Ingesting: 100%|████████████████████| 42.3k/42.3k [02:10<00:00, 325.60it/s]
✅ Finished ingesting from S3

4. Play with the search playground

# 1⃣ Image → frames
$ python -m src.search_playground --image ./test_image.png --top_k 5

# 2⃣ Text → frames
$ python -m src.search_playground --text "Dogs dancing under the rain" --top_k 10

# 3⃣ Video → video (sample 1 FPS by default)
$ python -m src.search_playground --video /path/my_query.mp4 --fps 0.5 --top_k 3

The script prints nicely formatted payloads such as:

tiktok/ABC123   frame=42  sec=17.00  score=0.8134

⚙️ Configuration

Variable Default Description
AWS_S3_BUCKET oriane-frames S3 bucket containing the frame PNGs
BATCH_SIZE 8 Frames processed per GPU batch
DIM 512 Number of vector dims stored in Qdrant (truncated from 1024)
COLL video_frames Name of the Qdrant collection

All config values are surfaced at the top of src/ingest_frames_embeds.py for quick tweaking.

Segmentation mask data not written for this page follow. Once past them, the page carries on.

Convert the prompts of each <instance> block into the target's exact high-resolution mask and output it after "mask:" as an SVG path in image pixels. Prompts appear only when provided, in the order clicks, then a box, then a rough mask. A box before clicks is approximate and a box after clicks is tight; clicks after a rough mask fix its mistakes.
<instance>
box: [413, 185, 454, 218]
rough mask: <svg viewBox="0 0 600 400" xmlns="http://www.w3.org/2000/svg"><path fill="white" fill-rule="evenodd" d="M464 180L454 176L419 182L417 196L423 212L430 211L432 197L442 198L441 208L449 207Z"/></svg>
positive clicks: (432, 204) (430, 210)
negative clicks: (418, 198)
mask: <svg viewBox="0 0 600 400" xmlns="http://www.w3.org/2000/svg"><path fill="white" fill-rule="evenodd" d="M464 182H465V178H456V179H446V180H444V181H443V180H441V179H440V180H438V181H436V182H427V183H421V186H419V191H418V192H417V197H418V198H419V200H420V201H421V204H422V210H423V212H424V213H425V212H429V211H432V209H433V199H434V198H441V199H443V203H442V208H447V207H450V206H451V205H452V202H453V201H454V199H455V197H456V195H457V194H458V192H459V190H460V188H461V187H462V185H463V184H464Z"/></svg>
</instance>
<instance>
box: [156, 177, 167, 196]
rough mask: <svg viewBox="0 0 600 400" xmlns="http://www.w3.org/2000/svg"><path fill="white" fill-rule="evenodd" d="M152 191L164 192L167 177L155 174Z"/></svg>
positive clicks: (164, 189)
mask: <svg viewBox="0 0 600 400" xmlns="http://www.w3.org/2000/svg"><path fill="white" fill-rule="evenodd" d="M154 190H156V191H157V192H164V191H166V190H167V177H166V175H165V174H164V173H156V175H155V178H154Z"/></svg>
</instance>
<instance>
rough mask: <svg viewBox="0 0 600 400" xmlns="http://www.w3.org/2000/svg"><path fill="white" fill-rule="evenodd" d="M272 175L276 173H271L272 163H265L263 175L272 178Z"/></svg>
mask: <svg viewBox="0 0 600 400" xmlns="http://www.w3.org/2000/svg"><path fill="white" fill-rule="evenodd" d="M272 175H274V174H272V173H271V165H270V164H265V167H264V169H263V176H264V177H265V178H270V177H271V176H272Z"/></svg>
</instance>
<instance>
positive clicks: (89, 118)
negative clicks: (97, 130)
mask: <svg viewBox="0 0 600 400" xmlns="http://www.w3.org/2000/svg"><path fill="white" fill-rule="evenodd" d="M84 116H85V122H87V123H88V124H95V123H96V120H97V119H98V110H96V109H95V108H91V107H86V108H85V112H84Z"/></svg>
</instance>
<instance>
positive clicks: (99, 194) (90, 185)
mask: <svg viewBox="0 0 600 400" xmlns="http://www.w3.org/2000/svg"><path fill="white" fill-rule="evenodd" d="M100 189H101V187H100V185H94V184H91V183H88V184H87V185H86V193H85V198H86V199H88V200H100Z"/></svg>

☁️ Deploying on a Remote Server

  1. Spin-up a fresh Ubuntu 22.04 LTS VPS (tested on x86/64 + ARM64).
  2. scp -r qdrant/ user@server:/opt/qdrant-stack (or clone the whole repo).
  3. ssh user@server "bash /opt/qdrant-stack/remote-setup.sh".

The script:

  • Installs Docker CE + docker-compose‐plugin.
  • Installs Nginx & obtains a Let's Encrypt cert (domain configured in the script).
  • Creates /qdrant_data with correct permissions.
  • Starts the stack with TLS termination on port 443.

You can then point your ingestion/search scripts to https://<your-domain> by setting QDRANT_HOST, QDRANT_PORT, and https scheme accordingly.


📝 Extending the Project

  • Switch encoder – drop a new file in src/models/ and plug it in ingest_frames_embeds.py.
  • Add more payload indexes – see src/init/create_collection.py for examples.
  • Use a different storage backend – Adapt the iter_s3_keys generator to read from GCS, local FS, etc.
  • Integrate with your appsrc.helpers.searchers contains tiny functions you can import in Jupyter notebooks or FastAPI apps.

🤝 Contributing

Issues and PRs are welcome! Please open an issue first to discuss your proposed change so we can align on scope and approach.


📜 Acknowledgements

  • Jina AI for the open-source CLIP v2 model.
  • Qdrant for the blazing-fast vector DB and superb SDK.